The Future Of Retail Explored
By Michael Ellis, Co-Founder, Managing Principal, 5+Design
With the onset of internet shopping, and the subsequent pressure on physical stores to compete, the retail industry has seen a large number of long term trends emerge from out of this dichotomy. This is easily seen in the rise of emphasis placed on value and luxury as the two dominant sectors in retail.
But one trend more hotly contested and trail blazing is the power of brands (and collections of brands), and the pressure these brands are putting on retail developers to ensure that their interests are being represented. It’s long since known that developers have held the majority of the decision-making power, allotting the last say in what takes place within their retail spaces largely to themselves.
This power structure is seemingly getting turned on its ear as the power that individual retailers are yielding grows in strength. Herein lies the precipice of the future of retail. This future will be about convergence — bringing together the powerful new forces unleashed by the internet with more local, more competitive, and highly customer-focused physical retail environments.
From the design point, the future will look like a mash-up of national retailers and unique local stores, harkening back to the duality of value and luxury. Retail’s future will interlace together the very fundamentals of good design where the driving point is on delivering greater convenience and a more fulfilling shopping experience.

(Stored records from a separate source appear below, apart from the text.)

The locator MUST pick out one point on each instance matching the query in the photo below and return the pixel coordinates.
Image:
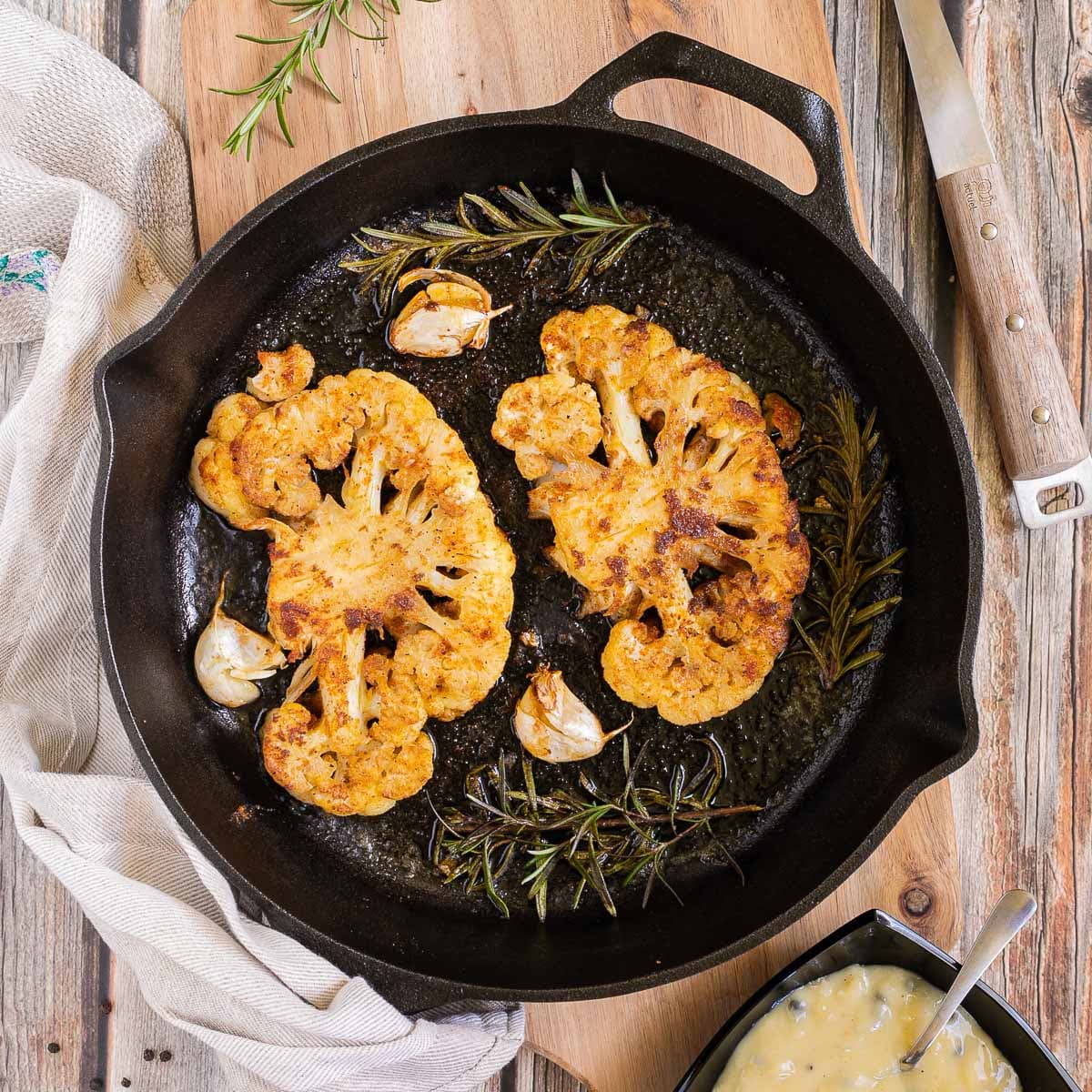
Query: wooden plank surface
(1021, 806)
(440, 61)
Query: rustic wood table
(1024, 805)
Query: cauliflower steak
(636, 530)
(396, 599)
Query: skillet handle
(804, 113)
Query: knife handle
(1037, 425)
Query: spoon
(1010, 915)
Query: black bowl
(875, 937)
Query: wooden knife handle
(1037, 425)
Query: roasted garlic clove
(228, 656)
(442, 319)
(554, 724)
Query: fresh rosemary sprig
(320, 16)
(836, 623)
(590, 833)
(605, 233)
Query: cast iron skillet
(921, 724)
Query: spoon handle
(1011, 913)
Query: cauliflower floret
(410, 551)
(212, 470)
(283, 374)
(634, 532)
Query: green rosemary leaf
(579, 195)
(601, 236)
(611, 197)
(834, 627)
(315, 17)
(596, 836)
(257, 42)
(527, 203)
(492, 213)
(875, 610)
(867, 658)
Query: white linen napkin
(96, 233)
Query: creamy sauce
(849, 1031)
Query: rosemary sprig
(320, 16)
(590, 833)
(604, 233)
(840, 623)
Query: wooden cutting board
(478, 56)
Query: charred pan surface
(711, 494)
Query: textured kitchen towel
(96, 232)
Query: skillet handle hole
(729, 123)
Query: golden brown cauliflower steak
(636, 531)
(410, 551)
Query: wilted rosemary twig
(605, 233)
(590, 833)
(319, 16)
(840, 623)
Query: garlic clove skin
(554, 724)
(228, 656)
(452, 312)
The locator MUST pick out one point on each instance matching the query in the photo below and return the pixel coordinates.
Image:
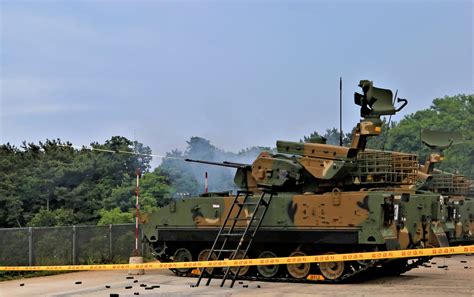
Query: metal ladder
(221, 243)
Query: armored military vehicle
(308, 198)
(454, 188)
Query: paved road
(456, 280)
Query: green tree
(114, 216)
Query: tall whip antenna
(340, 111)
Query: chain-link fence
(68, 245)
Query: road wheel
(301, 270)
(332, 270)
(182, 255)
(243, 269)
(203, 255)
(267, 270)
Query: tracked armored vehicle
(455, 189)
(308, 198)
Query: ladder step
(246, 203)
(232, 234)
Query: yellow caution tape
(415, 253)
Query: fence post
(110, 241)
(142, 244)
(74, 245)
(30, 246)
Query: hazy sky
(239, 73)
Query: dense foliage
(54, 184)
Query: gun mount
(318, 167)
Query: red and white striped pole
(137, 207)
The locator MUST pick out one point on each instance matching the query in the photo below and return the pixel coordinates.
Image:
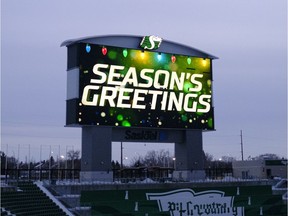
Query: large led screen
(136, 88)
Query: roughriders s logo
(186, 202)
(151, 42)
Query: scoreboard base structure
(188, 175)
(99, 176)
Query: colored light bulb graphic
(104, 50)
(88, 48)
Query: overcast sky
(250, 76)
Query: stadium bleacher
(28, 199)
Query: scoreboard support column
(189, 157)
(96, 154)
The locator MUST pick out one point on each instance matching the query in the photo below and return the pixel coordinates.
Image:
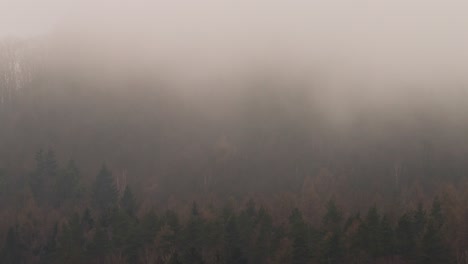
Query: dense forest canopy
(105, 156)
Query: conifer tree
(300, 253)
(105, 194)
(128, 202)
(11, 252)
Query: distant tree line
(111, 227)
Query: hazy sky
(404, 37)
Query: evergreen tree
(387, 239)
(372, 232)
(128, 202)
(232, 243)
(49, 252)
(37, 178)
(437, 214)
(71, 242)
(434, 251)
(67, 186)
(419, 220)
(87, 220)
(332, 244)
(406, 238)
(333, 217)
(11, 253)
(100, 244)
(104, 191)
(300, 253)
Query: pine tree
(373, 236)
(37, 178)
(387, 239)
(193, 234)
(100, 244)
(419, 220)
(434, 251)
(71, 242)
(332, 244)
(67, 186)
(406, 238)
(104, 191)
(436, 213)
(232, 243)
(128, 202)
(300, 254)
(11, 253)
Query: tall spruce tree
(105, 193)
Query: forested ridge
(100, 164)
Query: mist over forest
(194, 137)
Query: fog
(243, 131)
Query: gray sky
(404, 37)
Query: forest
(116, 164)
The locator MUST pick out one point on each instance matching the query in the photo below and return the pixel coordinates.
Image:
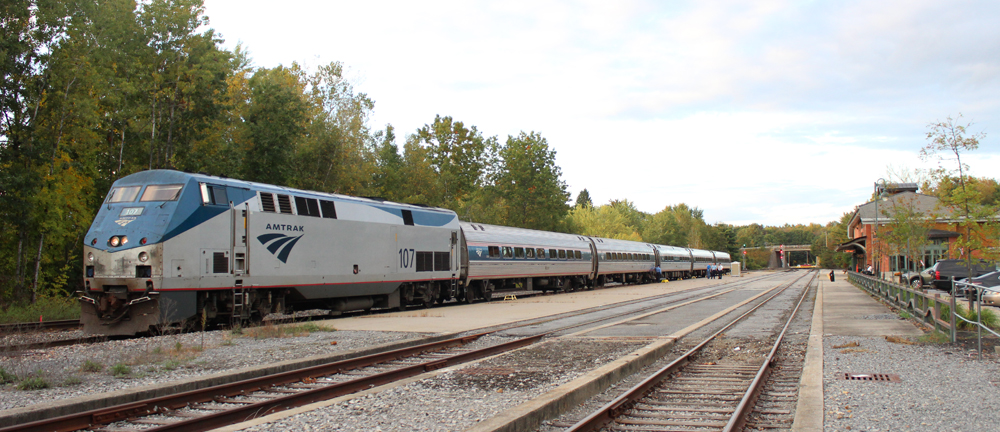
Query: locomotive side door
(240, 232)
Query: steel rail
(749, 400)
(87, 419)
(42, 325)
(627, 400)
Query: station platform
(841, 309)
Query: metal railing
(926, 307)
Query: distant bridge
(776, 260)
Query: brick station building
(869, 245)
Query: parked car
(939, 275)
(989, 280)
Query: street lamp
(876, 259)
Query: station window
(123, 194)
(329, 209)
(307, 206)
(161, 193)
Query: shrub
(50, 308)
(6, 377)
(91, 366)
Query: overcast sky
(755, 111)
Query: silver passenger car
(499, 257)
(675, 262)
(623, 261)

Fundamental change, exacerbated by the internet, is affecting the retail industry and that is neither a surprise nor an understatement. This is exemplified by the amount of online shopping that has grown in the last several years and is projected to become even stronger in the years to come — particularly in Asian countries. This trend has created a certain amount of concern amongst shopping center developers due to the fear that traditional retail is under attack. Internet experts like Marc Andreessen help to build this concern with their predictions about the death of traditional retail, even though e-Commerce is still far behind traditional retail in terms of sales.